Encouraged by preliminary tests, doctors had hoped to use those same vasodilating properties to stimulate the growth of placentas.
"We wanted to show that this was effective to promote growth among babies," lead researcher and gynaecologist Wessel Ganzevoort told the daily newspaper, de Volkskrant.
"But the opposite has happened. I am shocked. The last thing you want is to harm patients."
Sildenafil works by blocking an enzyme that breaks down a messenger compound that helps relax smooth muscles, such as those surrounding certain blood vessels.
The result is an increase in blood flow, which not only has a use in managing erectile function but in reducing the severity of mountain sickness symptoms and in treating pulmonary hypertension.
Now that it's no longer under patent, the drug is being explored by research companies as a wonder drug for a range of other conditions.
One application that initially showed promise was as a way to dilate blood vessels in placentas that were stubbornly slow to develop, a condition that increased the risk of babies being born prematurely and with low birth weights.

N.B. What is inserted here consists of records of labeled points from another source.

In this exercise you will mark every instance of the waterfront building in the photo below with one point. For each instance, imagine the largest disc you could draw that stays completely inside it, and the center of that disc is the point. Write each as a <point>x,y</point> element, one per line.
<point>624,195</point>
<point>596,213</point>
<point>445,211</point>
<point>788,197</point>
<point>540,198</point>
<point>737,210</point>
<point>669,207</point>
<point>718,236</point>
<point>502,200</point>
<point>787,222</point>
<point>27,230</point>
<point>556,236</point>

"The prognosis for such babies is poor and there is no known other treatment for the child," said the UMC statement.
Recent randomised clinical trials comparing the drug with a placebo had detected no adverse effects on healthy mothers or infants, giving the all clear for others to conduct further testing.
In fact, the buzz on its potential has been building over the years, with rumours that doctors have already been suggesting pregnant women take the drug.
"Foreign colleagues let slip that they sometimes prescribed it, with good results," says Ganzevoort, who was also careful to point out how doctors in the Netherlands are more cautious.
"I have experienced in my own consulting room that pregnant women asked for it."
Exactly what went wrong in this trial remains a mystery.
In 2015, hospitals in the Netherlands recruited 183 women whose pregnancies were likely to be adversely affected by placental development. Roughly half were prescribed a placebo.
An evaluation carried out by an independent board took a closer look at 19 deaths of newborns delivered to mothers who had received the medication during their pregnancy.
Crucially, 11 of those babies were diagnosed with elevated blood pressure in their lungs, presumed to be linked to the drug.
Six other newborns also had a lung condition depriving them of sufficient oxygen, but had survived.
To put those figures into context, nine infants in the placebo group also passed away soon after birth. None of them showed signs of that particular lung condition.
The study had been set to continue until 2020. In spite of the trial's cancellation, around a dozen women are still waiting to see how the drug could affect their pregnancy, and are being closely monitored.
It's not clear where the research will go from here. The results are shocking, but also completely unexpected.
"We need to be careful at this point to find out more," foetal medicine expert Zarcko Alfirevic from the University of Liverpool told the BBC.
"It needs a thorough investigation because the complications were not seen in the two other, similar trials that have already been done in the UK and Australia and New Zealand."
Sildenafil is obviously a drug with a great deal of potential. Giving placentas a boost could still yet be one of them.
But it's a tragic example of why even the most promising of treatments needs such extensive experimentation, no matter how much promise they show.